Logo AHome
Logo BIndex
Logo CACM Copy

videosTable of Contents


Visualizing Information Retrieval Results: A Demonstration of the TileBar Interface

Marti A. Hearst Jan O. Pedersen

Xerox Palo Alto Research Center
3333 Coyote Hill Road
Palo Alto, CA 94304 USA
(415) 812-4742
{hearst,pedersen}@parc.xerox.com

ABSTRACT

The TileBars interface is a graphical tool for users of information access systems, that shows the relationship between the terms in a query and the documents that are retrieved in response to that query. TileBars simultaneously and compactly indicate relative document length and query term overlap, frequency and distribution. The patterns in a column of TileBars are meant to help users make fast judgments about the potential relevance of the retrieved documents. An unexpected benefit of the interface is that because it requires users to specify their queries as a list of topics, better rank orderings can be obtained than with standard information retrieval ranking mechanisms.

Keywords

Information retrieval, Information Access, Full-length text, Visualization.

Note: A longer version of this videotape appeared in the video proceedings of the International Joint Conference of Artificial Intelligence (IJCAI) 1995.

THE TILEBAR INTERFACE

Information Access research at Xerox PARC focuses on amplifying the users' cognitive abilities, rather than trying to completely automate them.

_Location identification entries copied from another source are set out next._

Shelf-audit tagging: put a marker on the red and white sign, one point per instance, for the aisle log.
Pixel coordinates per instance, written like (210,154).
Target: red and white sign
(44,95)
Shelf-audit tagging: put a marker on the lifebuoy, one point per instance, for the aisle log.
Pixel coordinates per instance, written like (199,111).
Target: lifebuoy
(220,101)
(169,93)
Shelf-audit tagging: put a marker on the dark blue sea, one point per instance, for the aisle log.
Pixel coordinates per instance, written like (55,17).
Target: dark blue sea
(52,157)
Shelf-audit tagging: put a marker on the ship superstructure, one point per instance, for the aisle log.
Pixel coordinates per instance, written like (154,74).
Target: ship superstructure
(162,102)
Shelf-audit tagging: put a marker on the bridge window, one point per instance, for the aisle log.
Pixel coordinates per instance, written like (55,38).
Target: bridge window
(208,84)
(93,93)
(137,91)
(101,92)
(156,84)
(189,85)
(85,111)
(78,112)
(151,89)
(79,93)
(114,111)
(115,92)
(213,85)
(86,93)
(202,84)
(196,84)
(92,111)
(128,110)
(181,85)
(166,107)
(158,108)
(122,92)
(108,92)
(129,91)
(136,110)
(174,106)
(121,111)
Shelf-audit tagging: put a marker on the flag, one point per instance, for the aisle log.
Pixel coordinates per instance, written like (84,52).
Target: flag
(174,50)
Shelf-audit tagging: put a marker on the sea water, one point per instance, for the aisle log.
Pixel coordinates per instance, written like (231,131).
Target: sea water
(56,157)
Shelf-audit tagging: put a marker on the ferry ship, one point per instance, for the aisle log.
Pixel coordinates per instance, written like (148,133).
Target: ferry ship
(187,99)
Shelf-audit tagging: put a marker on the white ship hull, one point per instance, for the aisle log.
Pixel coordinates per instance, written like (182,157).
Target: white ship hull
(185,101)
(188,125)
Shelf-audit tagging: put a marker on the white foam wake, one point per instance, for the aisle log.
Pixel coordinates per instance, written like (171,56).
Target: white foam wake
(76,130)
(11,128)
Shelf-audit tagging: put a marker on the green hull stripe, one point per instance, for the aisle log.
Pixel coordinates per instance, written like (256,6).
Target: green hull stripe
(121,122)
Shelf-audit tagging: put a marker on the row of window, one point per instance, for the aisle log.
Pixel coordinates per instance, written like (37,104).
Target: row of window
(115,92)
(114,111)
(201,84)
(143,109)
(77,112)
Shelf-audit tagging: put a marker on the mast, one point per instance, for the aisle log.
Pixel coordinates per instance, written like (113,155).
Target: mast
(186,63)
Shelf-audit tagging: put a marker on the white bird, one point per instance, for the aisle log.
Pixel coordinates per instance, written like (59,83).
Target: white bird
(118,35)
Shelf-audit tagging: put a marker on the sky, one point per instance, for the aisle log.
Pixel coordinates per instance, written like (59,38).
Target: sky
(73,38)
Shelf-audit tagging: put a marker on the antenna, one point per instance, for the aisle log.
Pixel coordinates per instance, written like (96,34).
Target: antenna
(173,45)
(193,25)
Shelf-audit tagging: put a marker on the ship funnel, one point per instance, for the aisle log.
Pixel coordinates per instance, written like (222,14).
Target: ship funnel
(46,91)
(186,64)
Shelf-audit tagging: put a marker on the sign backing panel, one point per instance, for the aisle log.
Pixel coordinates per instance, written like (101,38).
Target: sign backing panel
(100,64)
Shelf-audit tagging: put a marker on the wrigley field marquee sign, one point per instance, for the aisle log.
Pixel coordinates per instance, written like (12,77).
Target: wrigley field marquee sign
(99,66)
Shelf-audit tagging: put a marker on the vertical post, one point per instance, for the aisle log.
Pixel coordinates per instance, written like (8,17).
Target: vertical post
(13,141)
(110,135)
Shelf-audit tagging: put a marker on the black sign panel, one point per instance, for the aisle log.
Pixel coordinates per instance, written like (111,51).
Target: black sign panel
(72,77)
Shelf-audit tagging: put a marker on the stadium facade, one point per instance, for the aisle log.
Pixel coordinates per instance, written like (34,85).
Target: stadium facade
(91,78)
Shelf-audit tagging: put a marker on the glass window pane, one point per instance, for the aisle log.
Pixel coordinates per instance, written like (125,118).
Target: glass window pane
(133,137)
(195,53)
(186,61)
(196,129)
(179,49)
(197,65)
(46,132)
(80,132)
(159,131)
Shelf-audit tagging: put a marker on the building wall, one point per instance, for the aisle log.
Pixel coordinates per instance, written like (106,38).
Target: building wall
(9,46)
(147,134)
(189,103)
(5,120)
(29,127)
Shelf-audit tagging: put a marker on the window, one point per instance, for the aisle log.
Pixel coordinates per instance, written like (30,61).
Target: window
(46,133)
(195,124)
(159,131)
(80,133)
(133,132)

This framework emphasizes the participation of the user in a cycle of query formulation, presentation of retrieval results, and query reformulation. The information presented is typically not document descriptions, but rather intermediate information that indicates relationships between the query and the retrieved documents. We have developed information access tools intended to supply some of this functionality. This video demonstrates one of these, called TileBars [3].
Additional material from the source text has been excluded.